Im Baumarkt lasse ich mir eine dünne Sperrholzplatte zuschneiden. Haben die Seitenlängen ein Verhältnis von 1:3 zueinander, tut das dem Auge gut, aber als ich beim Zuschnitt endlich an der Reihe bin, kann ich so schnell nicht im Kopf ausrechnen, wie das mit dem Verhältnis 1:3 geht, wenn eine Seite 1,50 Meter werden soll. 1,20 Meter sage ich zum Mann an der Säge, und hoffe, dass es schon hinkommen wird.
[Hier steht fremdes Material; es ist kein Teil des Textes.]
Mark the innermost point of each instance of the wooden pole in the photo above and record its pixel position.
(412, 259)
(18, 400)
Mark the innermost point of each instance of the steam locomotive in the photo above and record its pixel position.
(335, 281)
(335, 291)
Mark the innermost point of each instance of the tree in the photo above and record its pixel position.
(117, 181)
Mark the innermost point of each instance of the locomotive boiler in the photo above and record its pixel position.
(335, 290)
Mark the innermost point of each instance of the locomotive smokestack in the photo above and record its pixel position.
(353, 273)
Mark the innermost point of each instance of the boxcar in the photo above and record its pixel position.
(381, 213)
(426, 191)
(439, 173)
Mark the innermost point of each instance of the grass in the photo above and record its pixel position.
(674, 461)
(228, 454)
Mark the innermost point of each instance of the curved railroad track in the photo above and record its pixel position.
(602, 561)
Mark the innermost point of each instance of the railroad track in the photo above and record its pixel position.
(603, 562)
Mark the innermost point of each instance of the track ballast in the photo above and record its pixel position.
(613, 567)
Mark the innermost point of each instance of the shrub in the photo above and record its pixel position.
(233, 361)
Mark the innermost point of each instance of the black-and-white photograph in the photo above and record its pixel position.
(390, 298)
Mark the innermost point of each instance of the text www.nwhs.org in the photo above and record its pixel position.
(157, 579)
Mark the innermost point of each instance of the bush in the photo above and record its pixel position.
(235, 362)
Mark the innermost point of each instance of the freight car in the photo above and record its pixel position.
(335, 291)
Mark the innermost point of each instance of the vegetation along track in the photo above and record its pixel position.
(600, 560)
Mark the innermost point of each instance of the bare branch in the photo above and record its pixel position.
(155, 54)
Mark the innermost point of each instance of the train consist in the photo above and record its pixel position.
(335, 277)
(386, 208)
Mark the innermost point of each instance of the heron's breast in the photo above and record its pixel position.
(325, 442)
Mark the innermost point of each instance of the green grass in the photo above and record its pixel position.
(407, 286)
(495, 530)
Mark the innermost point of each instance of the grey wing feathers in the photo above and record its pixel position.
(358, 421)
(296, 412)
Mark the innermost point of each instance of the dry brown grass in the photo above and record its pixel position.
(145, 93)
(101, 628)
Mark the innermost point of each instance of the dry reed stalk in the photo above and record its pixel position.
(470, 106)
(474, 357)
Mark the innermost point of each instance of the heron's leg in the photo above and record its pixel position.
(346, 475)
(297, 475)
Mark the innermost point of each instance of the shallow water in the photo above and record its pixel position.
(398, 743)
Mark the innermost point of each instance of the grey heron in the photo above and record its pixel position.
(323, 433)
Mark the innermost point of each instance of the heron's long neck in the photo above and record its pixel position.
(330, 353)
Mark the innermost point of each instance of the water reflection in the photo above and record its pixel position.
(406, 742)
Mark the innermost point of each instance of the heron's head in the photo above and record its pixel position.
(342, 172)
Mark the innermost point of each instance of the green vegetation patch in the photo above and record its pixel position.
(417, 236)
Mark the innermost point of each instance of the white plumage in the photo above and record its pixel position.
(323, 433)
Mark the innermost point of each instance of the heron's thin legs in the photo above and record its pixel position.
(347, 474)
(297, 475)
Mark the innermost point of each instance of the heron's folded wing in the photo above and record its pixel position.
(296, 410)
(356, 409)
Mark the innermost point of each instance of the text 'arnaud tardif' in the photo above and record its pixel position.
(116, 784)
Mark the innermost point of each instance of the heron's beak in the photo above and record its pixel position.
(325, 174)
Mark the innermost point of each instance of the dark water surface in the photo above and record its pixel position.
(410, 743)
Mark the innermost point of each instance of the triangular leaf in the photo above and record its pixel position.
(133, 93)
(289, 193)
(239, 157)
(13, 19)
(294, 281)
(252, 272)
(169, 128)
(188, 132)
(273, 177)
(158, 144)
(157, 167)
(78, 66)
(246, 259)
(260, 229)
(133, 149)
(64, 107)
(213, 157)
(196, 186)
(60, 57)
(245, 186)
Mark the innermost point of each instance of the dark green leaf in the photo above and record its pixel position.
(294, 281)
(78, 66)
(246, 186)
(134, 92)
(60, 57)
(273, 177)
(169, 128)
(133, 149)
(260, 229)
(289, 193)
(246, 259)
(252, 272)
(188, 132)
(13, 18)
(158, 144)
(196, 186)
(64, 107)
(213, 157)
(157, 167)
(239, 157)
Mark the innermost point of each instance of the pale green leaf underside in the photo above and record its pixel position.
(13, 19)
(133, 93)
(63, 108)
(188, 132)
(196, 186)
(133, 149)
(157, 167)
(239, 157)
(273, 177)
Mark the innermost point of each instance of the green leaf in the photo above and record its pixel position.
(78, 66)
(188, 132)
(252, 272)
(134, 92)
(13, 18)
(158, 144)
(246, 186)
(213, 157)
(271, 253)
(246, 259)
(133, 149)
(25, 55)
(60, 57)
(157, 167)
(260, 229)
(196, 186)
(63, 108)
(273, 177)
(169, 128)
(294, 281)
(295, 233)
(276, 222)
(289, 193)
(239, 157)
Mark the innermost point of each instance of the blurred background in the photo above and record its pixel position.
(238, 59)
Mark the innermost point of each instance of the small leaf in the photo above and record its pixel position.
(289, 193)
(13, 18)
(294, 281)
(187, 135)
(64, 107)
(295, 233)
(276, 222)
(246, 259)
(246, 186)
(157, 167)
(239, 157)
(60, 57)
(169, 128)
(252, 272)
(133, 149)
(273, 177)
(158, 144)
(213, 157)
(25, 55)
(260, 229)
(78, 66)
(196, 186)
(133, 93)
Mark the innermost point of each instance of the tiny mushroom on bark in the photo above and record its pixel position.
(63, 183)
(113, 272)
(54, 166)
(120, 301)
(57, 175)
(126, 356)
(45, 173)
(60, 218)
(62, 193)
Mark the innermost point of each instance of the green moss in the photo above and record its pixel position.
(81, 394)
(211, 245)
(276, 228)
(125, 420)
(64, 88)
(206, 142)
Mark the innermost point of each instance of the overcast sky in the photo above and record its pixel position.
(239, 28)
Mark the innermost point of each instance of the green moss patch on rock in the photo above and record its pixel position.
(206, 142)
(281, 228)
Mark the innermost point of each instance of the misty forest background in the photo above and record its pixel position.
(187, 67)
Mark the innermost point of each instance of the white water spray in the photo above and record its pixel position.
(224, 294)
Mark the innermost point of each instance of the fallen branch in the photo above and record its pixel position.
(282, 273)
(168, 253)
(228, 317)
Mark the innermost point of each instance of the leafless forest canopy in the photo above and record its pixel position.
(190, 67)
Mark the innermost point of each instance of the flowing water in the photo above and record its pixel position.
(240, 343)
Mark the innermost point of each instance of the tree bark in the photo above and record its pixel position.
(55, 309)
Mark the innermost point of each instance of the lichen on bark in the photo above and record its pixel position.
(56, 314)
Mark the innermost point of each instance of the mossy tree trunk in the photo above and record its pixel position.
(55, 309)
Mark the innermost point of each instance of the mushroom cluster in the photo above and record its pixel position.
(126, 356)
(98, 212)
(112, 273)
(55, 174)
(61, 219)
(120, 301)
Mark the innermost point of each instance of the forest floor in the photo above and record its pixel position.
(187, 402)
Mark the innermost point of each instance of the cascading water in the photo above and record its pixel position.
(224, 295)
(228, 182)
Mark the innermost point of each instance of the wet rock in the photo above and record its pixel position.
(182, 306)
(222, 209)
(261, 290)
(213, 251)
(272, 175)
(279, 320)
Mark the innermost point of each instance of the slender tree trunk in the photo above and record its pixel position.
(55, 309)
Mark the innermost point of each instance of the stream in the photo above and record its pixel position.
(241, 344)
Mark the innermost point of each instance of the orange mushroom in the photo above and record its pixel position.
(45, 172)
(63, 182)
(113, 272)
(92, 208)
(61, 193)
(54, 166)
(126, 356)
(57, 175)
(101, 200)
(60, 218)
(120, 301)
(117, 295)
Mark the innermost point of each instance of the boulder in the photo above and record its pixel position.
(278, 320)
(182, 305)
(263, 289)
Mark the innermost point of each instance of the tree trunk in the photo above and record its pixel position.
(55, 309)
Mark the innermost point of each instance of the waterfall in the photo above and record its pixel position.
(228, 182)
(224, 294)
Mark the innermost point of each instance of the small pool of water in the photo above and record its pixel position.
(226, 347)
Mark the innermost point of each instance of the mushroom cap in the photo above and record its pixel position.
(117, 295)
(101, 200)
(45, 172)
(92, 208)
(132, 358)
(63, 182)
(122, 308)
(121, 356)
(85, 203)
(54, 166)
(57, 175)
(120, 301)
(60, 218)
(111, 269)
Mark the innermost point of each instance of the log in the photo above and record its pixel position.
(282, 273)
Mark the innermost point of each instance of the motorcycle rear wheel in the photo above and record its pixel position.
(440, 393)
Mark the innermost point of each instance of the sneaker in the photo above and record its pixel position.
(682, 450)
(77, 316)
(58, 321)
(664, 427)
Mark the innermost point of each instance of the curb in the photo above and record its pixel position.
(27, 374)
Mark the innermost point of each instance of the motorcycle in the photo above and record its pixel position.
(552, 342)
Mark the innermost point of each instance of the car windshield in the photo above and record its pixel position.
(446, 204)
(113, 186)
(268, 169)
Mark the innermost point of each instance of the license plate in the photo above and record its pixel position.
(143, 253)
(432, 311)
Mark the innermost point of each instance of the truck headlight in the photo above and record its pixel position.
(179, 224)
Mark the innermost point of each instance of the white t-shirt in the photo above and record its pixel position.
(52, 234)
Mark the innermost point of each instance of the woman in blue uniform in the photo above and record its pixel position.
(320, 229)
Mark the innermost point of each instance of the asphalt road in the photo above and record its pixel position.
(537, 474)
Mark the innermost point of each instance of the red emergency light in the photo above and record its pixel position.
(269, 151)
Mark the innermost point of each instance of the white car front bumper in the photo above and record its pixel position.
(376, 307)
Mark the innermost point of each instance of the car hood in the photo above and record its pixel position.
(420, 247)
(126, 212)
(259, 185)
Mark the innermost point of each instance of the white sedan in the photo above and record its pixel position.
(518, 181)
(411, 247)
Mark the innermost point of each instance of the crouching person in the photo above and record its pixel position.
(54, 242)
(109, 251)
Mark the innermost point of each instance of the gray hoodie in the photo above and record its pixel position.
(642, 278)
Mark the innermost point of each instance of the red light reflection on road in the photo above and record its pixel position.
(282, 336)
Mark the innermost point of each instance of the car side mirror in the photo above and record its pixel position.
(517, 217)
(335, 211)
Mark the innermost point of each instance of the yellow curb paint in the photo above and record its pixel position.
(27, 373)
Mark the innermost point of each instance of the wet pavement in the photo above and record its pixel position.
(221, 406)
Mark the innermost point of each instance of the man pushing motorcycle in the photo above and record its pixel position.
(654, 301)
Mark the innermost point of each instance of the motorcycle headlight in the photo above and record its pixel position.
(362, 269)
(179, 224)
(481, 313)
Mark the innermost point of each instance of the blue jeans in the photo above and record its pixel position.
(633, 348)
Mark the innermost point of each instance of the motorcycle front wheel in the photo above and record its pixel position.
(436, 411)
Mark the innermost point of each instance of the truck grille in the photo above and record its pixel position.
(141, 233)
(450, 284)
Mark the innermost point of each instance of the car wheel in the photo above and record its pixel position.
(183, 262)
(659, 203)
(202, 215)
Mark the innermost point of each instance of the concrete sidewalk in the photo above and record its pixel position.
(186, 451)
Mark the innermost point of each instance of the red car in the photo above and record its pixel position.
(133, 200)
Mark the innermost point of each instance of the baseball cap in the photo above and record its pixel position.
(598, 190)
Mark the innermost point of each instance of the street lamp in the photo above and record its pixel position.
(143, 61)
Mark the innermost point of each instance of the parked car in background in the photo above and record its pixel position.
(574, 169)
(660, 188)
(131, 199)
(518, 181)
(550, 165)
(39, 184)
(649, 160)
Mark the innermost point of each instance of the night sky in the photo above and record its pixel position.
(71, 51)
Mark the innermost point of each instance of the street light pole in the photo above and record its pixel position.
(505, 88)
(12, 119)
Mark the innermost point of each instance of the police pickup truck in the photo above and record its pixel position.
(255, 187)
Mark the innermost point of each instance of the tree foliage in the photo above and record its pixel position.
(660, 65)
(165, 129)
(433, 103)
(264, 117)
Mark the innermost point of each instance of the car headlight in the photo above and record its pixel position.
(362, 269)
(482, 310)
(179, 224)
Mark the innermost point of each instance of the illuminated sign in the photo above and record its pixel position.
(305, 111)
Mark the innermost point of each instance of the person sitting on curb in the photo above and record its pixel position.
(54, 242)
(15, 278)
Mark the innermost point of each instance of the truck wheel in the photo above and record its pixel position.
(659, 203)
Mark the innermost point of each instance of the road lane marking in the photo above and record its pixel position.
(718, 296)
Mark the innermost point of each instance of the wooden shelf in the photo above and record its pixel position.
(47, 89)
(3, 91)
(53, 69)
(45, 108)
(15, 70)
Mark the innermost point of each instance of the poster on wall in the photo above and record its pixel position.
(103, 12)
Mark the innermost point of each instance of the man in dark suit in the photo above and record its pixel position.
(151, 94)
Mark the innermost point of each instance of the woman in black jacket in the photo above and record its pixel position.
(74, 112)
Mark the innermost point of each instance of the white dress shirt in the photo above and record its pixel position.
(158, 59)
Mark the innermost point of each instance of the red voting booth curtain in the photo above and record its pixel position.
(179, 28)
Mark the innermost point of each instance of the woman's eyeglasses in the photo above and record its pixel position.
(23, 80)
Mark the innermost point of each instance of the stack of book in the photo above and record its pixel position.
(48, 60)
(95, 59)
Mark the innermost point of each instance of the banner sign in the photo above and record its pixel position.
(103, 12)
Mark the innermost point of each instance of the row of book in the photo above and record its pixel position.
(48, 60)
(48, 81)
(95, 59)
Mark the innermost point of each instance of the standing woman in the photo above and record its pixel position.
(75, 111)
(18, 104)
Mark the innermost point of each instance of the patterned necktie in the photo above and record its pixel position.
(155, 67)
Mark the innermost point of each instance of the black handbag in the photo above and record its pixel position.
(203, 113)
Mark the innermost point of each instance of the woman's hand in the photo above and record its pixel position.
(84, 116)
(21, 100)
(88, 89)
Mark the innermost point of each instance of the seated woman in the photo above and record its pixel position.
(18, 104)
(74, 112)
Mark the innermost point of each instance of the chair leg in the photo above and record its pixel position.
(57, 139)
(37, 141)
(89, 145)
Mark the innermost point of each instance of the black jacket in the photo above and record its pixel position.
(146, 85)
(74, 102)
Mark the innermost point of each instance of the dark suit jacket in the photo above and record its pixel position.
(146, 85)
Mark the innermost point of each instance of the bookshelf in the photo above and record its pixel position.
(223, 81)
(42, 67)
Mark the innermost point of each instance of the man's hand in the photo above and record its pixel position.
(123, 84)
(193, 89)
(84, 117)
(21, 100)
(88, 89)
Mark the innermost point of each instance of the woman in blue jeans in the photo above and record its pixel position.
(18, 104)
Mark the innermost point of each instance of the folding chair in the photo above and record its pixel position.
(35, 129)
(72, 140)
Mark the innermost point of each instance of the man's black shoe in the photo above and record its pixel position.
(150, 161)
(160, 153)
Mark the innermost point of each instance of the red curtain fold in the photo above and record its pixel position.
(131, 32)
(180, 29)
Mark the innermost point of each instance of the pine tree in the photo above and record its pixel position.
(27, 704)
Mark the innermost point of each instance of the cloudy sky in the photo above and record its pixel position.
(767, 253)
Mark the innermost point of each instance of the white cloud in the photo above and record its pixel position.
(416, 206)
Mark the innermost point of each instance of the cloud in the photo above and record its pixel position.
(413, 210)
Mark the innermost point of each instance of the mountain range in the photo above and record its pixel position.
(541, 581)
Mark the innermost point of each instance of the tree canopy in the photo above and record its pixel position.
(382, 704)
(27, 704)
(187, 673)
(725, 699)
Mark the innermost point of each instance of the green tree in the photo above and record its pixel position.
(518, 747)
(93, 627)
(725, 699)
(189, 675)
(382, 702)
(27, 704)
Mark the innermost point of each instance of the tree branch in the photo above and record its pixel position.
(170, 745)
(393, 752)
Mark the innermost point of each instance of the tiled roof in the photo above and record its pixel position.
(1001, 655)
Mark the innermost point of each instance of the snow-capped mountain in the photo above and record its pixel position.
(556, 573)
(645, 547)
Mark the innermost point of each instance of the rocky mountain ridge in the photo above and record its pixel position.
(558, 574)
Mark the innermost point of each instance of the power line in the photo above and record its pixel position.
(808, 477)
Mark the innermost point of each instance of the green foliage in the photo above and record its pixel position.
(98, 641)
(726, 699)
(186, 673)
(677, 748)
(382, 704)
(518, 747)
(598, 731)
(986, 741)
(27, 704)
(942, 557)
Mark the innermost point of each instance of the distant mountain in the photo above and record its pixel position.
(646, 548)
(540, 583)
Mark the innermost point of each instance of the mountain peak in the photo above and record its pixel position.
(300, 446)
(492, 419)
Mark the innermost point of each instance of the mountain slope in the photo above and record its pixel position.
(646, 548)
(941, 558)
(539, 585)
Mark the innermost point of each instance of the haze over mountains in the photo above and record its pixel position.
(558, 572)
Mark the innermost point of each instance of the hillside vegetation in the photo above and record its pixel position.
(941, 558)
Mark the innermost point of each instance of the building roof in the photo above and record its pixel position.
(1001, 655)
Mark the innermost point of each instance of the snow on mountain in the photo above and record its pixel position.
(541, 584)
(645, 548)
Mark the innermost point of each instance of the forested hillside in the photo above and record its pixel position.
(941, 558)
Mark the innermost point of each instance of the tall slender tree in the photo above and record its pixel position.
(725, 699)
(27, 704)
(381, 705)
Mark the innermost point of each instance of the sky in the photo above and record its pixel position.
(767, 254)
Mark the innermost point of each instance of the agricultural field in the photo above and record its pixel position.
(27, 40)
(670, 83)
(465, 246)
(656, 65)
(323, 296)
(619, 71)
Wenn man selbst nur knapp 1,60 groß ist, lässt sich ein knapp zwei Quadratmeter großes Brett schlecht vor der Brust tragen. Ich lege es wie ein Segel auf den Kopf und sage mir, dass meine Urgroßmutter sicherlich so den Wassereimer von der Quelle nach Hause getragen hat, als mich der Wind fast vom Boden hebt. Schließlich stelle ich es auf meinen Schuh, halte es links und rechts fest und humple Schritt für Schritt über den Parkplatz.

Als mein Vater nach Hause kommt, ist die Sperrholzplatte weiß grundiert und lehnt zum Trocknen an der Wand. „Ist das neu?“, fragt er. „Ja. Gefällt’s dir?“ Er stutzt nicht einmal. „Ist nicht schlecht geworden“, sagt er. Ich habe ihn falsch eingeschätzt. Im Grunde seines Herzens findet er toll, was ich alles kann.